L’inquinamento atmosferico non danneggia solo i polmoni. Ci sono particolato e sostanze chimiche nell’aria (polveri sottili) dietro molti fastidi agli occhi.

La scarsa qualità dell’aria nelle nostre città, accentuata dai lunghi periodi di siccità invernali conseguenti, probabilmente, ai cambiamenti climatici in corso, ha sollevato un grande e giustificato allarme sulle sue conseguenze per la salute.

Problemi respiratori, malattie cardiovascolari, cancro ai polmoni e una minore aspettativa di vita sono gli effetti universalmente riconosciuti e confermati dal rapporto 2015 dell’Agenzia Europea per l’Ambiente sulla qualità dell’aria in Europa.

 
Gli effetti trascurati sugli occhi

Di fronte a patologie anche molto gravi passa facilmente in secondo piano il danno che l’inquinamento atmosferico arreca agli occhi.

Ad essere incriminate sono le “polveri sottili”, particelle microscopiche presenti nell’aria, di diametro inferiore a 10 millesimi di millimetro (più precisamente classificate in PM10 – particolato formato da particelle con diametro < 10 µm, PM2.5 – particolato fine con diametro < 2.5 µm, PM0.1 – particolato ultrafine con diametro < 0.1 µm), costituite da una miscela di elementi quali carbonio, piombo, nichel, nitrati, solfati, composti organici, frammenti di suolo, che costituiscono causa di irritazione per gli occhi e di potenziale sviluppo di allergie verso altre sostanze, come i pollini.

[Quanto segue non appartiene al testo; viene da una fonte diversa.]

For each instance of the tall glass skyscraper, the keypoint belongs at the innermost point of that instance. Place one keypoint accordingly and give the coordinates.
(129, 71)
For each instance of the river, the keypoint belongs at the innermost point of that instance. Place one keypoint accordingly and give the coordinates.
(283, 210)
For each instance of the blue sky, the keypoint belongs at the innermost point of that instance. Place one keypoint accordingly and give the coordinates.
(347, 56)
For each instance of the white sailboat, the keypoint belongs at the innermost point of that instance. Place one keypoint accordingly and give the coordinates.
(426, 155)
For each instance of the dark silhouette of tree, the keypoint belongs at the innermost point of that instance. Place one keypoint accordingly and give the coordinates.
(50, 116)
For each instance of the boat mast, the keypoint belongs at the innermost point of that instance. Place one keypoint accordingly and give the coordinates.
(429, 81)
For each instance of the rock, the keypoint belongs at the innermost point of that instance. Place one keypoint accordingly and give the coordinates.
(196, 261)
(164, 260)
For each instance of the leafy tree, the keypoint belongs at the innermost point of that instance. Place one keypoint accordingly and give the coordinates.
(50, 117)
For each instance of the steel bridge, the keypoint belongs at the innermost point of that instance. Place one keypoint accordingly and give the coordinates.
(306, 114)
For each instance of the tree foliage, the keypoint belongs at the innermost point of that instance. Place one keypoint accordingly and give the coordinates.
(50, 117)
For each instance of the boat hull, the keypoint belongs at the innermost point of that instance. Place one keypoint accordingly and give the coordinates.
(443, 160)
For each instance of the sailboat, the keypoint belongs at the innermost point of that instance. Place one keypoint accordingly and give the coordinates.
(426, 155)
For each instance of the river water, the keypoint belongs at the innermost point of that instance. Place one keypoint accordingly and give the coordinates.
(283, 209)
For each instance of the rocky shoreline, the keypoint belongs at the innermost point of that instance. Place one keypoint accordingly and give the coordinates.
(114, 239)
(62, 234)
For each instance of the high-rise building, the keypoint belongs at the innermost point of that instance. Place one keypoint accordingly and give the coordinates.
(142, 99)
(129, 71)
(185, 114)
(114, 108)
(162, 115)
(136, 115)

Gli effetti delle particelle sospese diventano più chiari se si pensa che, ad esempio, il biossido di zolfo nell’aria rende più acido il film lacrimale, la pellicola trasparente e fluida da cui sono rivestite le strutture esterne dell’occhio e la parete interna della palpebra e che costituisce una difesa dalle infezioni batteriche esterne, lubrifica la cornea, “nutre” la sua superficie.

Uno studio recente ha stimato che nel 2014 a Delhi (fra le città che registrano la peggiore qualità dell’aria al mondo) più di 30.000 persone hanno presentato infezioni della cornea per via dell’inquinamento atmosferico e dell’aumento del particolato sospeso.

 
Le conseguenze sugli occhi a lungo termine

Le conseguenze più dannose sono costituite non tanto dal fastidio momentaneo (senso di bruciore, arrossamento), quanto dai possibili esiti a lungo termine.
Oltre a facilitare lo sviluppo di allergie, infatti, l’inquinamento atmosferico favorisce l’insorgere della “sindrome dell’occhio secco”, che si manifesta quando non viene più prodotta la giusta quantità di lacrime, con il risultato che si ha bruciore, prurito, sensazione pressoché costante di sabbia o corpi estranei all’interno dell’occhio.
È una patologia fastidiosa che si cronicizza e, se non trattata, ha impatto sulla qualità della visione e della vita in genere, aumentando il rischio di infezioni e arrivando anche a causare agli occhi danni permanenti.

 
Come proteggersi

Le raccomandazioni comunemente diffuse per evitare i danni respiratori e cardiovascolari da inquinamento, dunque, costituiscono una buona pratica anche per proteggere i propri occhi, soprattutto per i bambini, gli anziani e coloro che già manifestano una particolare sensibilità: evitare esposizioni prolungate all’aria aperta nelle ore di massima concentrazione dello smog, passeggiare solo in aree verdi e meno inquinate, ventilare l’ambiente domestico durante la notte, scegliere, per i propri bambini, passeggini che siano più in alto dei tubi di scappamento delle auto e portare i più piccoli in uno zaino o in un marsupio, in modo da tenerli il più lontano possibile dalle polveri, che tendono a ristagnare in basso.

Alle misure di prevenzione generali è bene aggiungerne di specifiche per la protezione degli occhi:
– assicurare un’adeguata idratazione del corpo, bevendo a sufficienza
– indossare occhiali da sole o di protezione
– evitare di fumare
– aumentare il livello di umidità degli ambienti interni di vita e di lavoro.

Se i sintomi di secchezza e di irritazione agli occhi si manifestano con ricorrenza, è il caso di fare visita al proprio oculista, che saprà suggerire gli accorgimenti e il trattamento opportuni per evitare il cronicizzarsi delle manifestazione e l’insorgere di conseguenze più gravi.